Call Kurtis: The Truth About Auto-Renew
When a Lodi man realized he’d been paying for a basketball TV package he didn’t want for a decade, he called Kurtis to investigate.
Fred Bunch said he ordered a single year of DirecTV’s NBA League Pass — but has been auto-renewed without his permission for a decade.
“Evidently it becomes automatic,” he said.
Bunch has been getting charged an extra amount on his bill every year during basketball season — going back to 2001.
“We subscribed for a half season or three quarters of a season, and the billing kept coming,” he said.
But Bunch and his wife didn’t notice their bill change from $165 to $190 dollars until this NBA season.
“They put a little blurb on the side on their bill, it’s not very prominent,” he said.
That blurb — on the sidebar of his bill — reading “we have renewed your subscription.” automatically.
‘To me it’s kind of a ‘gotcha,'” he said.
When customers sign up for sports packages from DirecTV — they are automatically renewed each year when that sports season begins again. unless they cancel.
Richard Holober of the Consumer Federation of California has been critical of DirecTV’s auto-renew policies.
“It’s a very sleazy way that products are sold,” he said.
Holober said companies, including DirecTV, are banking on the fact people will forget to cancel.
“If they get one extra year out of you that you didn’t plan to pay for, they’ve made a lot of money off that,” he said.
DirecTV defended its billing saying, “A customer’s failure to review their monthly billing statement does not qualify them for a refund,” but told CBS13, “Mr.

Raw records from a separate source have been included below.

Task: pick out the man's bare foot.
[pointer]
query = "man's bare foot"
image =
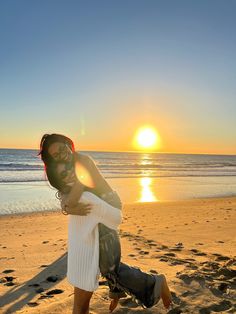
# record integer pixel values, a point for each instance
(113, 305)
(165, 293)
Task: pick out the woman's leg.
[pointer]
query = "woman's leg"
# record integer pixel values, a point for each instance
(81, 301)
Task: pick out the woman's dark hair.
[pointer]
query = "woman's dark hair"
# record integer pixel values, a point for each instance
(54, 180)
(49, 139)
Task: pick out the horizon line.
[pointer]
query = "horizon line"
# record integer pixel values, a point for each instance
(134, 151)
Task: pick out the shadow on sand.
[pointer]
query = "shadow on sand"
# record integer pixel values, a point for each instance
(20, 295)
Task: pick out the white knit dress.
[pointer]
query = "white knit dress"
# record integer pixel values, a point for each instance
(83, 241)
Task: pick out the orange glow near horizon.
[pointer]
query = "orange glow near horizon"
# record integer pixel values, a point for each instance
(146, 138)
(147, 194)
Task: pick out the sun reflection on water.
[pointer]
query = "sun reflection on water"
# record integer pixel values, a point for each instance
(147, 194)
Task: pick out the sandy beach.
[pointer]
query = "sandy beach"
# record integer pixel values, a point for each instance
(192, 242)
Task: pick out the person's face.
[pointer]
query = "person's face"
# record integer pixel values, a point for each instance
(66, 173)
(60, 152)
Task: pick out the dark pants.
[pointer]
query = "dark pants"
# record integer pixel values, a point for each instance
(121, 277)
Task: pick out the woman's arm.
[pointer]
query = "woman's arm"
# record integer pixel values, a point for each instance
(110, 196)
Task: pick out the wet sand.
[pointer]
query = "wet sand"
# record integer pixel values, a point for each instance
(192, 242)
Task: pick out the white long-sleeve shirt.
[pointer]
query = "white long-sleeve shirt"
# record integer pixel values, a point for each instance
(83, 241)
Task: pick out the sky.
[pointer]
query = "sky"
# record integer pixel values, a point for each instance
(96, 71)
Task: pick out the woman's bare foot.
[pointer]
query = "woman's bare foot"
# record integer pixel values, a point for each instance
(165, 293)
(113, 305)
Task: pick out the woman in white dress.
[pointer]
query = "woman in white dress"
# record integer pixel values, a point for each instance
(88, 212)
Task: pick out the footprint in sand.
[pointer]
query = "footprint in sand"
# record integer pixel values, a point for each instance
(224, 305)
(8, 271)
(32, 304)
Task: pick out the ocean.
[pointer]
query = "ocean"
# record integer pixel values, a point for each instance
(24, 188)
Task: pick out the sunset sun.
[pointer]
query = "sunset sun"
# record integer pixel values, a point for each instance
(146, 138)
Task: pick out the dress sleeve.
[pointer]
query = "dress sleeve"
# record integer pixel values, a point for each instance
(105, 213)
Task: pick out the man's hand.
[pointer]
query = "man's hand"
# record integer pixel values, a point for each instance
(80, 209)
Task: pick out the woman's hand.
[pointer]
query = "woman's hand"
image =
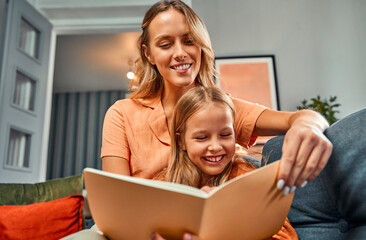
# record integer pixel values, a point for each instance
(305, 150)
(305, 153)
(186, 236)
(207, 189)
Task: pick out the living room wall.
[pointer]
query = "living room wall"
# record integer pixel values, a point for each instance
(319, 45)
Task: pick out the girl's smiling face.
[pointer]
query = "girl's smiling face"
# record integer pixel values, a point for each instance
(172, 49)
(209, 139)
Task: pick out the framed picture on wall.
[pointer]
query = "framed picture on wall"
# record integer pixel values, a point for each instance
(251, 78)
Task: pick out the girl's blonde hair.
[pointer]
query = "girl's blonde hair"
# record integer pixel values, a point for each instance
(148, 82)
(181, 169)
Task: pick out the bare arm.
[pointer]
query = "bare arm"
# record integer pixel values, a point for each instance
(305, 150)
(116, 165)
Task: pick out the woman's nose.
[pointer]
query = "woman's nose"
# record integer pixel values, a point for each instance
(179, 51)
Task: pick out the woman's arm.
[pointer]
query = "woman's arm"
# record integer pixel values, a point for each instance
(116, 165)
(305, 150)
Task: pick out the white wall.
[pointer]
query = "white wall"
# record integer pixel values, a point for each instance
(319, 45)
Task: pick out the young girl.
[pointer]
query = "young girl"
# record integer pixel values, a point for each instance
(203, 146)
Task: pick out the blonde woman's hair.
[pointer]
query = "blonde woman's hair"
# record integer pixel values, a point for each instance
(181, 169)
(148, 82)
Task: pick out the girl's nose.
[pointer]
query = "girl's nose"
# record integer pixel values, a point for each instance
(215, 146)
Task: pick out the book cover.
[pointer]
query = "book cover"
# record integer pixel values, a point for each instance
(247, 207)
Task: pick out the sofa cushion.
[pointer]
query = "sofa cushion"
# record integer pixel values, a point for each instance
(21, 194)
(46, 220)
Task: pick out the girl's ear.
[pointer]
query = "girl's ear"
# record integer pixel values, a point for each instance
(147, 54)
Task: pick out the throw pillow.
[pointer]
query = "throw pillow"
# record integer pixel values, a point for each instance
(46, 220)
(21, 194)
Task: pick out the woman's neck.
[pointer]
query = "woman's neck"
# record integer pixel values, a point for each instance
(170, 98)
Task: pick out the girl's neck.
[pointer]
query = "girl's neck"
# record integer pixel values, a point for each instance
(206, 180)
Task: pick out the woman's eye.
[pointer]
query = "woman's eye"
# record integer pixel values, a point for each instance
(201, 138)
(164, 45)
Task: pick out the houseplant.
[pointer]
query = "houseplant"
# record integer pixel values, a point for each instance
(325, 107)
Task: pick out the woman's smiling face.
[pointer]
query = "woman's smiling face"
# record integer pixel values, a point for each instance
(173, 50)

Bunch has been a excellent, long-time customer and we made a big exception in his case though he was sent multiple notices.”
The company agreed to refund Bunch $2,274.90 for the past ten years of service.
“I feel like I’ve been heard,” said Bunch.
DirecTV offers a “Do Not Renew” feature if customers ask for it. A company spokesman told us they had no record of Bunch asking for it — that’s why he was signed up for the auto-renewal.
Consumer advocates said it’s still important to review your bills each month for any charges that may be inaccurate.